I've 80 homolog sequences. All the sequences have a structural domain. This domain in same cases have a different length. I'd like to perform a statistical analysis to find out correlation between domain length, sequence length, polar amino acid percentage, basic amino acid percentage, hydrophobic amino acid percentage.

Which statistical test could I use? Could you give me any suggestion about the way to perfom this analysis?

modified 9.9 years ago by Alastair Kerr5.3k • written 9.9 years ago by User 0063220
1

"This domain in same cases have a different length" makes no sense. Do you mean "some cases"?

please change the title of this question. The title of a topic should be such that other persons can understand what you are asking without being forced to open and read the whole question. I can change the title for you, but I prefer if you do it by yourself.

5
9.9 years ago by
David Quigley11k
San Francisco
David Quigley11k wrote:

Simple things to get you started:

1. Start by plotting the data to look for outliers and trends. Most of us would recommend the R statistical package. To get started with R (and statistics in general), I suggest Introductory Statistics with R by Peter Dalgaard. See also this thread.
2. As for specific tests, consider using Spearman rank correlation to test for relationships between variables. In R, look at the `cor.test()` method. Alternately, consider performing anova tests to test for relationships between variables. E.g. in R:

``````plot(seqlen, pa.percent)
cor.test(seqlen,pa.percent,method="spearman")
anova(lm(seqlen~pa.perecent))
``````

Dalgaard's book will help you interpret the results of these tests, though a proper grounding in the fundamentals of statistics is more important than the particular tool you use.

4
9.9 years ago by
Neilfws49k
Sydney, Australia
Neilfws49k wrote:

As Alastair says, this is a multivariate problem (80 observations x at least 5 variables) and you need to do some exploratory data analysis first.

I'll assume that you are able to calculate the parameters that you described and output a simple data file in e.g. CSV format.

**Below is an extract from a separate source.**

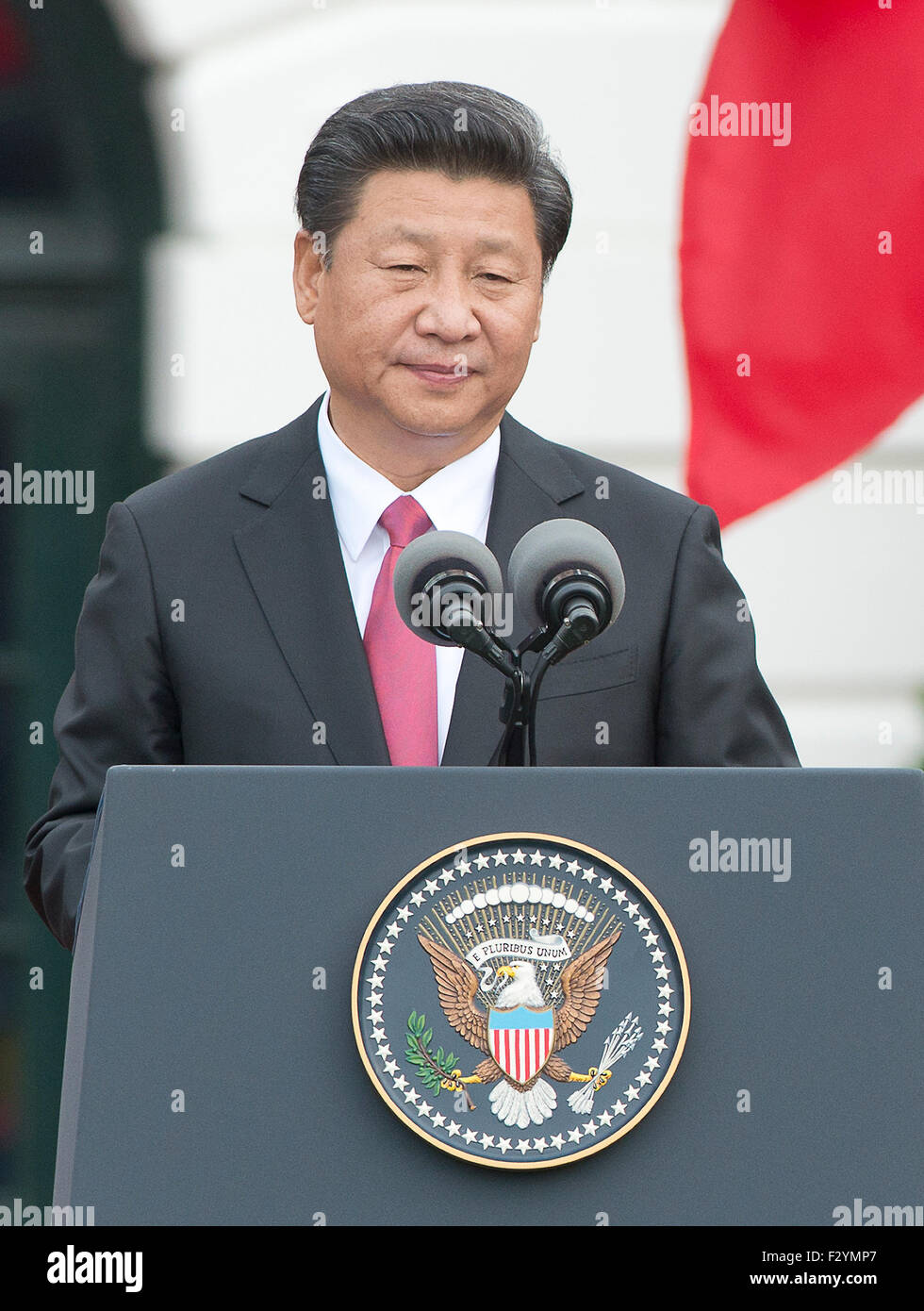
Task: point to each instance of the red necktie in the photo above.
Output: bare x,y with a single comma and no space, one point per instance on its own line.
403,665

Principal components analysis is a good starting point; it will tell you which factors contribute most to the observed variance. Using R, you'd simply read the CSV file into a data frame and use one of prcomp() or princomp. You could then do, for example, a biplot and see how the observations cluster. In R, I'd also recommend the seqinR package, which contains many methods for sequence analysis.

From there, you'll need to develop some hypotheses that you can test. Would you expect certain factors to correlate, given what you know about protein properties, and why?

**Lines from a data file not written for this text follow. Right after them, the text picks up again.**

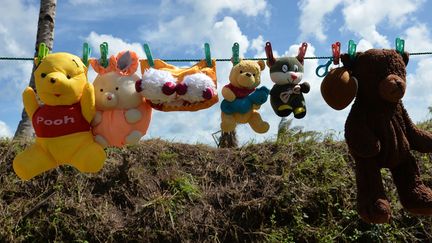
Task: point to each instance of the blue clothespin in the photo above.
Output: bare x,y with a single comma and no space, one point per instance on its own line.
325,67
235,50
104,54
149,55
400,45
86,53
352,46
208,55
42,52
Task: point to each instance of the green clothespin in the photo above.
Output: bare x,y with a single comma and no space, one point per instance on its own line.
149,55
235,50
104,54
43,51
207,53
400,45
352,46
86,53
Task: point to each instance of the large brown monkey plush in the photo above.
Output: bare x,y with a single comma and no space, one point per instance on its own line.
379,132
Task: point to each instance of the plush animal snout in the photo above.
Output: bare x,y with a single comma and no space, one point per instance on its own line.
138,85
392,88
110,100
247,80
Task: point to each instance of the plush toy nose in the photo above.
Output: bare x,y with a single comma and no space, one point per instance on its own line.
138,84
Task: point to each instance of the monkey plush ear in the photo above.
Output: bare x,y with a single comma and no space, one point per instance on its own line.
261,64
339,88
405,56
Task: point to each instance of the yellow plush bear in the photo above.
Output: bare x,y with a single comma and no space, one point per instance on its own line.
242,99
62,122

If any of this is not familiar to you - and I suspect by the question it is not - you must seek advice from a statistician and/or teach yourself some basic statistics. Blindly applying methods that you don't understand is not the way to go.

3
9.9 years ago by
Alastair Kerr5.3k
Manchester/UK/Cancer Biomarker Centre at CRUK-MI
Alastair Kerr5.3k wrote:

Given you have multiple values per gene Principal Component Analysis [PCA] or correspondence analysis would be a good bet. Just comparing domain length to each of the other values will run the risk of finding a secondary correlation that is a result of a primary trend between your other variables and not domain length.